Judging the talents in an unraced horse can be a very risky business. In some cases, when a top trainer like Bob Baffert, Chad Brown, or Todd Pletcher sends out a firster, that’s reason enough to include the horse in the mix.
Yet what happens when a trainer who does not own an Eclipse Award sends out a first-time starter? What should you look for?
For the purposes of this example, we’ll use Q Go Girl, who won at first asking for trainer Brendan Walsh in the opening race at Churchill Downs on Nov. 11.
What signs were the most visible?
Let’s start with the morning line. Walsh does not own a solid winning percentage with first-time starters. Daily Racing Form stats had him winning four percent of the time with horses making their debut.
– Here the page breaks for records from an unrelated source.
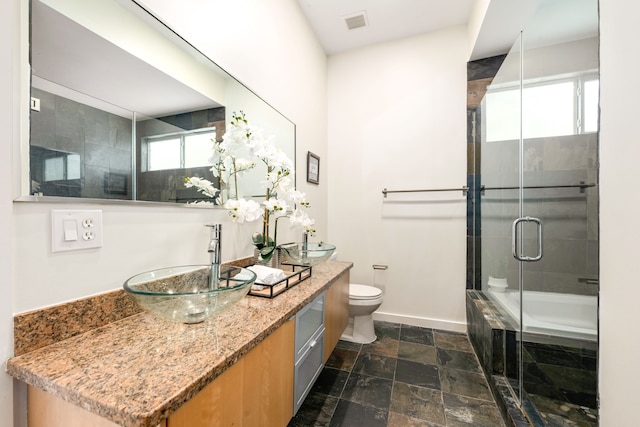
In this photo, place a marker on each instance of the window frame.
(182, 136)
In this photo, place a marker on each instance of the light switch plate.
(88, 230)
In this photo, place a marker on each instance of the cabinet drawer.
(308, 368)
(309, 321)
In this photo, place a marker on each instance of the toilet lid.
(363, 292)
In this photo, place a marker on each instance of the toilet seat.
(363, 292)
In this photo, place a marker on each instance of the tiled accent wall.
(569, 215)
(480, 73)
(168, 185)
(101, 139)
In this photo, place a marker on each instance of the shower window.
(180, 150)
(550, 108)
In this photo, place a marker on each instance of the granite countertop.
(139, 370)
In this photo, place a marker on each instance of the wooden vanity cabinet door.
(256, 391)
(336, 316)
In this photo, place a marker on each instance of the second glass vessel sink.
(306, 253)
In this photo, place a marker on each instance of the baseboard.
(421, 321)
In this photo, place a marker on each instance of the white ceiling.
(386, 20)
(503, 20)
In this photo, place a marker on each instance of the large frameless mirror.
(122, 108)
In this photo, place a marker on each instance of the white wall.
(619, 205)
(8, 35)
(397, 120)
(282, 63)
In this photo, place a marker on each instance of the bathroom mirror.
(122, 108)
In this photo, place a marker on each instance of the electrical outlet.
(75, 230)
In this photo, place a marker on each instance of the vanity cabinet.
(309, 348)
(262, 388)
(255, 391)
(336, 313)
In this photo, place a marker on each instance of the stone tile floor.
(409, 377)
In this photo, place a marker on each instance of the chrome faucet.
(214, 251)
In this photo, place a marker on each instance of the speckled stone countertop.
(139, 370)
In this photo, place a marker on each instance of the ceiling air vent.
(357, 20)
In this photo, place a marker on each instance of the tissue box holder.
(295, 274)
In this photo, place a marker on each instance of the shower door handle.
(514, 239)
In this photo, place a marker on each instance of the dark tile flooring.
(409, 377)
(561, 383)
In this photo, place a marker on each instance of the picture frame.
(313, 168)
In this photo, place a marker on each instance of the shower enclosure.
(534, 215)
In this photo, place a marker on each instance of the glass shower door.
(539, 211)
(558, 175)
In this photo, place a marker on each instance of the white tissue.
(267, 275)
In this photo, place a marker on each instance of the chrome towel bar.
(464, 190)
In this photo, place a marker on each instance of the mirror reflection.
(123, 108)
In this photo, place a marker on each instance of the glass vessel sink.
(183, 294)
(313, 254)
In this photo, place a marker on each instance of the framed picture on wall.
(313, 168)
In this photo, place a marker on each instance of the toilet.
(363, 301)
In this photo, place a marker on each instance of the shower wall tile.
(593, 258)
(567, 284)
(566, 152)
(102, 140)
(96, 155)
(564, 256)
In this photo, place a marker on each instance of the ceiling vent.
(355, 21)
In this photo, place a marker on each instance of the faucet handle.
(215, 228)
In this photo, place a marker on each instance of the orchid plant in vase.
(243, 147)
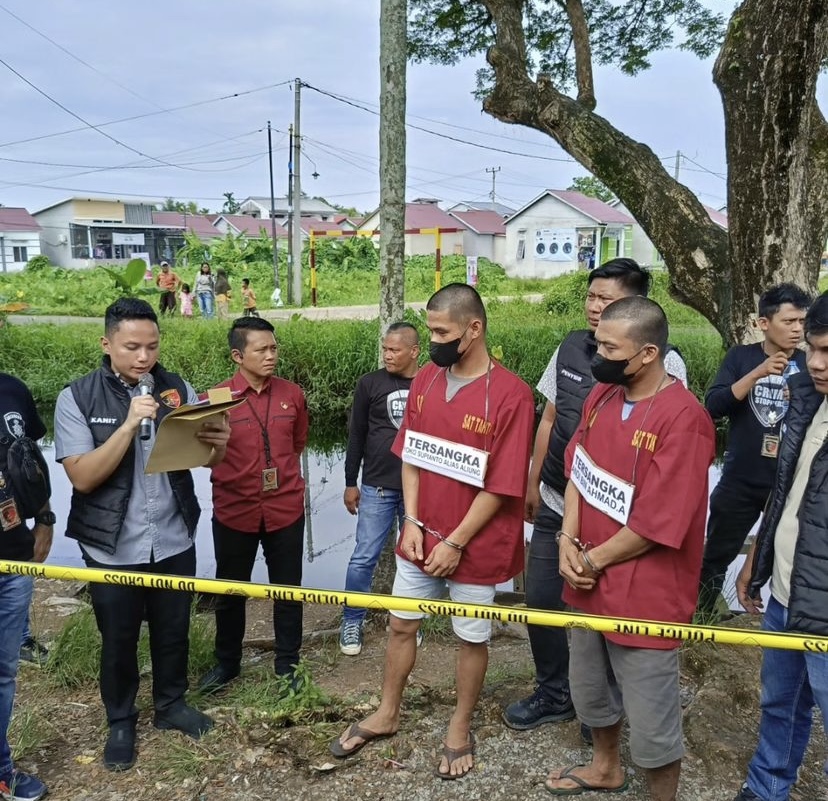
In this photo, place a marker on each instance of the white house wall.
(548, 212)
(18, 239)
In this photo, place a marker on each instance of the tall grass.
(325, 358)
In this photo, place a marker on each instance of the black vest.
(808, 602)
(574, 382)
(95, 518)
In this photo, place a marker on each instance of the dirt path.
(255, 754)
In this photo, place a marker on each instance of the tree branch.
(583, 53)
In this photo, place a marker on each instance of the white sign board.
(555, 244)
(127, 239)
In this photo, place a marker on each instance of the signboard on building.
(119, 238)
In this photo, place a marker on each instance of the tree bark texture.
(392, 159)
(777, 143)
(776, 156)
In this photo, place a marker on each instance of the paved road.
(368, 312)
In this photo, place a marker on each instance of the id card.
(9, 516)
(270, 479)
(770, 445)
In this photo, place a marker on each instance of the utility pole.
(494, 171)
(276, 290)
(296, 233)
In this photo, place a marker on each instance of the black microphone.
(146, 384)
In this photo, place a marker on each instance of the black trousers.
(544, 588)
(119, 611)
(734, 508)
(235, 554)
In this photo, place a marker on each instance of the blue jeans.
(15, 595)
(378, 507)
(205, 304)
(792, 682)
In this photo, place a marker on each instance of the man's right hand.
(140, 407)
(752, 605)
(773, 365)
(531, 503)
(411, 544)
(351, 499)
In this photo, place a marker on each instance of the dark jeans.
(119, 610)
(544, 587)
(235, 555)
(734, 508)
(167, 302)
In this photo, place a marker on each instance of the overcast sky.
(149, 57)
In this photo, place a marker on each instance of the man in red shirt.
(169, 283)
(464, 442)
(259, 498)
(631, 546)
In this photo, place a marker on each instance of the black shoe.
(746, 794)
(216, 679)
(536, 710)
(33, 652)
(119, 751)
(184, 718)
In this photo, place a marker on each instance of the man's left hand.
(442, 561)
(43, 542)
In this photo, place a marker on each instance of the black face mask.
(611, 371)
(445, 354)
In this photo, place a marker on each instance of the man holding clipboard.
(464, 442)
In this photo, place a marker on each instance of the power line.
(147, 114)
(457, 139)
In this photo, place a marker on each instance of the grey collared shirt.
(153, 528)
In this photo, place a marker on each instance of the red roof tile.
(15, 219)
(252, 226)
(591, 206)
(481, 222)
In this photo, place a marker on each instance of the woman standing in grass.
(205, 290)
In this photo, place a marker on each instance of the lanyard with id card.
(270, 473)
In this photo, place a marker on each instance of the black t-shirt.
(379, 403)
(18, 418)
(756, 420)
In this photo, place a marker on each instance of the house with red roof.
(423, 217)
(560, 231)
(19, 238)
(86, 231)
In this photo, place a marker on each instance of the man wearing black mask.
(625, 552)
(464, 442)
(565, 384)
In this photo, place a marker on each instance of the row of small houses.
(558, 231)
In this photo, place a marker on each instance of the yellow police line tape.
(495, 613)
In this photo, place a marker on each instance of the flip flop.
(455, 753)
(583, 785)
(356, 730)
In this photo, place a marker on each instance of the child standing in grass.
(248, 299)
(186, 298)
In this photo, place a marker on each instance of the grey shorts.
(608, 680)
(411, 582)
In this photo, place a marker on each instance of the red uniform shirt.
(495, 553)
(674, 443)
(239, 500)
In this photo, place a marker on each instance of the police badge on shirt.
(395, 405)
(769, 400)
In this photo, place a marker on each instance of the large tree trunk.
(776, 136)
(393, 43)
(703, 273)
(392, 159)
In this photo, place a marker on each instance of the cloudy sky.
(105, 61)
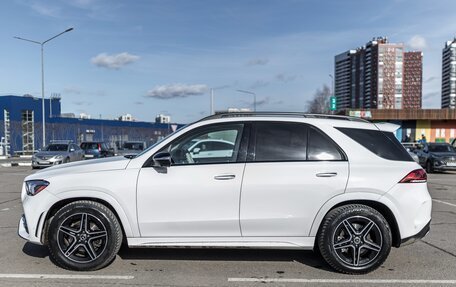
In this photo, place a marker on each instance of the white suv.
(340, 185)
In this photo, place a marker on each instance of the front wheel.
(83, 236)
(354, 239)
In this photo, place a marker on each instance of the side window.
(280, 141)
(383, 144)
(213, 144)
(321, 147)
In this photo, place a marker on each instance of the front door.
(194, 197)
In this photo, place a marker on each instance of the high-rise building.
(381, 76)
(413, 80)
(449, 75)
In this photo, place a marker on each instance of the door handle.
(326, 174)
(224, 177)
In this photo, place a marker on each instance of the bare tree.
(319, 104)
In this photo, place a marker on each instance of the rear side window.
(293, 142)
(280, 142)
(383, 144)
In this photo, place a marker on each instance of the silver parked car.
(57, 153)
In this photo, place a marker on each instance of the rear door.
(292, 170)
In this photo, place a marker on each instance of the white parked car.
(341, 185)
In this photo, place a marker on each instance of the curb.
(11, 164)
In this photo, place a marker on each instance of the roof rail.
(282, 114)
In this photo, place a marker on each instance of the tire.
(76, 246)
(347, 245)
(429, 168)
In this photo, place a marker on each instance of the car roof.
(282, 115)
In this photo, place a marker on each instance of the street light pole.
(212, 101)
(250, 93)
(331, 92)
(42, 76)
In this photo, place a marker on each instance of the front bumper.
(419, 235)
(444, 168)
(45, 163)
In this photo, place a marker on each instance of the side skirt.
(304, 243)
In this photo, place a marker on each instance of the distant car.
(132, 148)
(96, 150)
(57, 153)
(411, 147)
(437, 157)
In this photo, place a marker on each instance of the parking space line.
(444, 202)
(62, 276)
(342, 281)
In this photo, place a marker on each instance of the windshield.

As a result, Q Go Girl’s chances were listed at 15-1 on the morning line.
Yet by post time, the tote board told a different and more meaningful tale for handicappers. Q Go Girl’s odds had shrunk to 9-2, a sign that someone thought she had potential and deserved a close look from handicappers.
After that, looking at her last four workouts, the best of the bunch was a drill from the starting gate. For a first-time starter a quick gate work is an important factor since it tells handicappers that she can break from the gate cleanly, lessening the chances off her breaking slowly or awkwardly and losing the race at the start.
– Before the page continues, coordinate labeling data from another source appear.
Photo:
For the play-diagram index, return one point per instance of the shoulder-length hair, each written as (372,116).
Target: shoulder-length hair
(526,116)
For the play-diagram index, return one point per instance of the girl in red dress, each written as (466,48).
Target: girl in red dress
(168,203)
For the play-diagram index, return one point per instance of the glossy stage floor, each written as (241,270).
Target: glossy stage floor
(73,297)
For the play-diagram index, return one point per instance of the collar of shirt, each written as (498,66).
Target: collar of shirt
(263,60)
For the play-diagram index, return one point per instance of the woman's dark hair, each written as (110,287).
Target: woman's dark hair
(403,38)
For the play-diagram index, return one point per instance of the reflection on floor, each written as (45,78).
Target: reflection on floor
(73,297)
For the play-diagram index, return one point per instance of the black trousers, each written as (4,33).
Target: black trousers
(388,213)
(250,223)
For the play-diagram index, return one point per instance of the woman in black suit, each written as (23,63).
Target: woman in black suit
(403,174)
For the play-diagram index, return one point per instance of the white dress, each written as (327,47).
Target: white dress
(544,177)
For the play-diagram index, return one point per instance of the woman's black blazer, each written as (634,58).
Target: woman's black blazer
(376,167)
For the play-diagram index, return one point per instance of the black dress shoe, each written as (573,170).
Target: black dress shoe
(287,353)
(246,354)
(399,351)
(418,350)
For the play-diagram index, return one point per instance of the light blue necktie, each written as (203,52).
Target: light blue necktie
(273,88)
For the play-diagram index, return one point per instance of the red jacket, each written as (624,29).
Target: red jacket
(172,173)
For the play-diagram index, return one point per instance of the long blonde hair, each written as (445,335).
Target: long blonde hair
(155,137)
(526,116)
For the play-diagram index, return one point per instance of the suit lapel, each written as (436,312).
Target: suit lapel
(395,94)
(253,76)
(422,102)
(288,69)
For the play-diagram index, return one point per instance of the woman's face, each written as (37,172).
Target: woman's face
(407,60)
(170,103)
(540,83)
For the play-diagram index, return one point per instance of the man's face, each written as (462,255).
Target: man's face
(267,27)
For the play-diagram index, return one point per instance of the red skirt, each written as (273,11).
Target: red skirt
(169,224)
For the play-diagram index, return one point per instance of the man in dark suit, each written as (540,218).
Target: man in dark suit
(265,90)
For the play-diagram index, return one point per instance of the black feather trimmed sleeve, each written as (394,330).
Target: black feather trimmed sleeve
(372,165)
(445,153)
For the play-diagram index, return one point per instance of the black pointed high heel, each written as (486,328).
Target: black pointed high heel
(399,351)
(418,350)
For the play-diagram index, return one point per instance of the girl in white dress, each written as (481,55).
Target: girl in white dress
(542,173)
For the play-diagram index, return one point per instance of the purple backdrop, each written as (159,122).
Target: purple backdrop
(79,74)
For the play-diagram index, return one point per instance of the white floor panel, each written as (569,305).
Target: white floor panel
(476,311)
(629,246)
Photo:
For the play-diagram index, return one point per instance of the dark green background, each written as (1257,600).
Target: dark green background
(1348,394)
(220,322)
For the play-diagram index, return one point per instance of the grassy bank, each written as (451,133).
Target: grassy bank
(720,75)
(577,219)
Beyond that, having one of the circuit’s better riders in Ricardo Santana Jr., and the trainer administering Lasix for her first start were positive signs.
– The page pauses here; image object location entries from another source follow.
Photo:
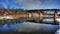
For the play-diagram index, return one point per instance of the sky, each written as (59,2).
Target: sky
(31,4)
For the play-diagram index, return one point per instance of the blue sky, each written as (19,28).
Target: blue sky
(31,4)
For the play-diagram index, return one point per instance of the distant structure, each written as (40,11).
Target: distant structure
(38,16)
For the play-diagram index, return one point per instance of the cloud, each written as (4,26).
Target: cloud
(30,4)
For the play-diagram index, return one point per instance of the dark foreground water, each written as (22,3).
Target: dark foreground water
(28,28)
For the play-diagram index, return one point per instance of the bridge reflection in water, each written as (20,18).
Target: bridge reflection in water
(36,18)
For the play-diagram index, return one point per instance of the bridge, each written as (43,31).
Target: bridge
(37,16)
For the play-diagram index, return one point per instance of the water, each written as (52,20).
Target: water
(26,27)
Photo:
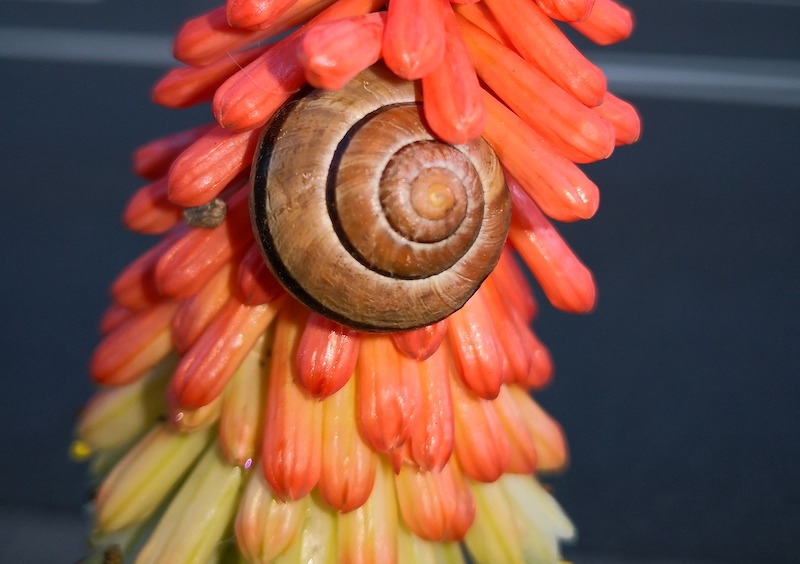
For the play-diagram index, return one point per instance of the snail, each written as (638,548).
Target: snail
(365,217)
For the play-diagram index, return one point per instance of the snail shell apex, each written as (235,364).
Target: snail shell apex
(365,217)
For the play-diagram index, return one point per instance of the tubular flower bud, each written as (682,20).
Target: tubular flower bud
(240,416)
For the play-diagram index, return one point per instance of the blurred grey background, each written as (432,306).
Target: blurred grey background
(679,394)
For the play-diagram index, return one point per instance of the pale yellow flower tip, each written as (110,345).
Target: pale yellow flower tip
(116,416)
(196,520)
(80,451)
(517,521)
(142,479)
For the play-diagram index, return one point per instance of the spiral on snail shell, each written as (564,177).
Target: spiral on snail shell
(365,217)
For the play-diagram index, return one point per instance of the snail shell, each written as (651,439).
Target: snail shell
(365,217)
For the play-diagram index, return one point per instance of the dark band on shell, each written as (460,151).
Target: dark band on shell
(368,219)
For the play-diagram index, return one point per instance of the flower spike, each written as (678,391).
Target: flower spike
(232,421)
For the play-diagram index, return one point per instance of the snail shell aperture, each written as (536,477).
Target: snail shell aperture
(368,219)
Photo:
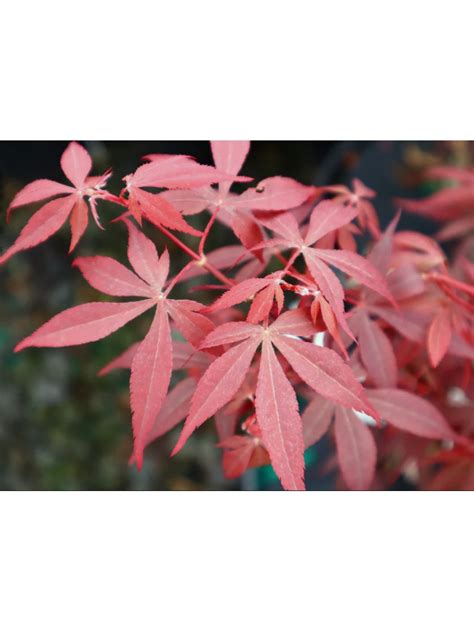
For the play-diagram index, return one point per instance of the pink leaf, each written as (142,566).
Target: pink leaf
(410,413)
(149,379)
(79,221)
(190,201)
(194,327)
(261,305)
(279,420)
(76,164)
(84,323)
(122,361)
(326,217)
(160,212)
(41,225)
(218,385)
(294,322)
(143,257)
(38,191)
(239,293)
(324,371)
(174,409)
(286,226)
(356,450)
(111,277)
(405,282)
(184,173)
(381,253)
(376,352)
(246,229)
(329,285)
(316,419)
(274,194)
(439,337)
(229,333)
(357,267)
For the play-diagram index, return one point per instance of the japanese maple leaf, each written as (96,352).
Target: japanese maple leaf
(76,164)
(355,444)
(170,172)
(242,452)
(359,198)
(275,399)
(262,291)
(327,217)
(236,211)
(152,359)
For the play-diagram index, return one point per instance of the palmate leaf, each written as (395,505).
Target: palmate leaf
(150,378)
(410,413)
(76,164)
(376,351)
(179,172)
(274,194)
(111,277)
(279,420)
(439,337)
(218,386)
(327,217)
(276,405)
(44,223)
(38,191)
(358,268)
(84,323)
(356,450)
(324,371)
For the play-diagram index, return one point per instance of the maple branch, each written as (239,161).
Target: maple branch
(198,259)
(207,230)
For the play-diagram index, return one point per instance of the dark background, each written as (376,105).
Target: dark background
(62,427)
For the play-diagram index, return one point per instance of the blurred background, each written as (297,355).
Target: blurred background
(64,428)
All of that did not make Q Go Girl the lock of the day, but it did paint her as a horse worthy of attention who deserved inclusion in the sequence and exotic wagering and perhaps a win bet.
And if you did, you cashed an $11.80 win ticket as well as a $32.40 exacta with the 3-2 favorite finishing second and a $108.80 double with an 8-1 shot winning the second race.
Not a bad way at all for a horse to start her career – and for handicappers to start their day.